Vendanges : "Le millésime 2019 s'annonce réellement intéressant"

Les vendanges à Cabestany (Pyrénées-Orientales), le 6 août 2019.
Les vendanges à Cabestany (Pyrénées-Orientales), le 6 août 2019. (NINA VALETTE / RADIO FRANCE)

La quantité de vin produite s'annonce en revanche réduite, à cause des différents aléas climatiques que les vignes ont subis.

"Partout le millésime semble se dessiner avec un potentiel qualitatif plutôt très bon", a expliqué mercredi 21 août sur franceinfo Jean-Marie Fabre, président national des vignerons indépendants de France, alors que les vendanges ont débuté dans de nombreux vignobles. La production de vin est attendue en baisse cette année de 6% à 13% par rapport au millésime 2018, en raison notamment de la canicule, selon les estimations du ministère de l'Agriculture.

franceinfo : Quelles sont les conséquences de la canicule sur les vendanges ?

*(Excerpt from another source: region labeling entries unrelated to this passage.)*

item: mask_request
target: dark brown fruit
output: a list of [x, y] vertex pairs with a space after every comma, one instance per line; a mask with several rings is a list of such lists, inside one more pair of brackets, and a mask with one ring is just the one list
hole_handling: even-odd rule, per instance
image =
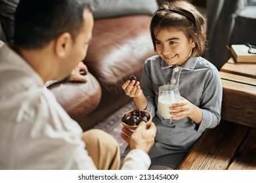
[[140, 110], [139, 109], [135, 109], [131, 112], [131, 114], [135, 115], [137, 116], [140, 116]]
[[123, 116], [122, 120], [125, 123], [127, 123], [128, 122], [129, 119], [130, 119], [130, 118], [131, 118], [130, 114], [125, 114], [125, 115]]
[[137, 125], [141, 122], [146, 123], [150, 120], [150, 114], [139, 109], [135, 109], [129, 114], [125, 114], [122, 117], [124, 123], [129, 125]]
[[149, 119], [150, 118], [150, 116], [148, 112], [144, 111], [141, 111], [140, 113], [141, 113], [141, 116], [146, 117], [148, 119], [148, 120], [149, 120]]
[[137, 81], [137, 78], [135, 76], [131, 76], [129, 78], [130, 81], [132, 81], [133, 80], [135, 80], [135, 82]]

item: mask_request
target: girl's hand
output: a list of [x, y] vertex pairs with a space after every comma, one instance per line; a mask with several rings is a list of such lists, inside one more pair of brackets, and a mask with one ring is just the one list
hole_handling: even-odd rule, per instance
[[143, 93], [140, 86], [140, 82], [128, 80], [123, 85], [122, 88], [125, 94], [130, 97], [138, 97]]
[[172, 117], [173, 120], [178, 120], [188, 117], [198, 124], [202, 121], [201, 109], [183, 97], [181, 102], [174, 103], [170, 110], [171, 114], [175, 116]]

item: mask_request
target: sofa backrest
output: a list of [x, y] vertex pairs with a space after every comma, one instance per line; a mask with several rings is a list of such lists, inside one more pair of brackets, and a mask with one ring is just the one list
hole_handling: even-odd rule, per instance
[[0, 40], [12, 42], [14, 12], [20, 0], [0, 0]]

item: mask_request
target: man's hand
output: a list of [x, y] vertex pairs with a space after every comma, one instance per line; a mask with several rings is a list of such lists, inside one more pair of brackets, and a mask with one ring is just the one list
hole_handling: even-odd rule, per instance
[[138, 97], [143, 93], [140, 86], [140, 82], [128, 80], [123, 85], [122, 88], [125, 94], [130, 97]]
[[153, 146], [156, 133], [156, 127], [152, 122], [146, 128], [144, 122], [141, 122], [135, 132], [126, 127], [122, 128], [121, 137], [129, 144], [131, 150], [140, 149], [148, 153]]
[[[80, 74], [80, 71], [83, 73]], [[87, 78], [85, 75], [88, 73], [87, 67], [82, 62], [79, 62], [77, 67], [71, 72], [70, 81], [87, 82]]]

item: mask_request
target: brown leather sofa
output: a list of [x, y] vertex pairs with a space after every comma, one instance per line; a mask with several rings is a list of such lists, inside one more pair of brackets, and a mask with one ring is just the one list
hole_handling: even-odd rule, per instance
[[[0, 0], [0, 40], [12, 42], [18, 0]], [[155, 54], [149, 32], [151, 15], [127, 14], [95, 20], [93, 39], [83, 60], [86, 83], [56, 83], [49, 88], [84, 131], [131, 99], [121, 89], [129, 76], [140, 78], [144, 60]]]

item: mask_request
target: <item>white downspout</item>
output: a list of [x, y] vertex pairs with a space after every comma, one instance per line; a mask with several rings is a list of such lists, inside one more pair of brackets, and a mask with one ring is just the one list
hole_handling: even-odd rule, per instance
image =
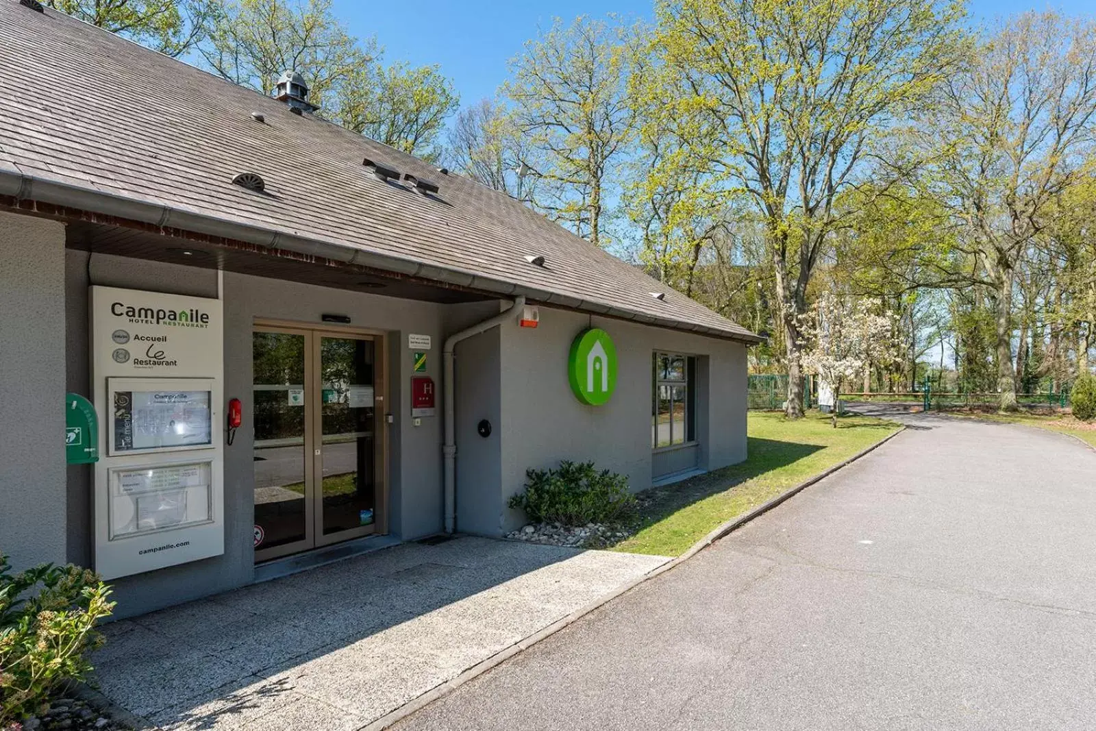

Jean-Marie Fabre : Sur la qualité, il n'y a pas de conséquences, bien au contraire. Partout le millésime semble se dessiner avec un potentiel qualitatif plutôt très bon. Le millésime 2019 s'annonce réellement intéressant. Par contre, le potentiel quantitatif a été largement impacté, notamment par les aléas du printemps, je pense au gel dans différentes régions comme Cahors, la Loire, la Bourgogne. Forcément les intempéries de ces derniers mois, canicule, gel, sécheresse, grêle.

Quels sont les cépages les plus concernés par ces dégâts ?

Les dégâts ne sont pas par cépage, mais plutôt par secteur. Dans le sud, la canicule a frappé l'ensemble du pourtour méditerranéen, ensuite la sécheresse s'est répandue à la totalité du vignoble français. Donc les cépages qui ont la peau moins épaisse, la plus fragile, la plus fine, sont sujets à beaucoup plus de difficultés en matière de brûlures par le soleil. Mais, il n'y a pas de cépage prioritaire qui craigne davantage la canicule, c'est vraiment l'effet d'un dessèchement global, de la plante et du raisin.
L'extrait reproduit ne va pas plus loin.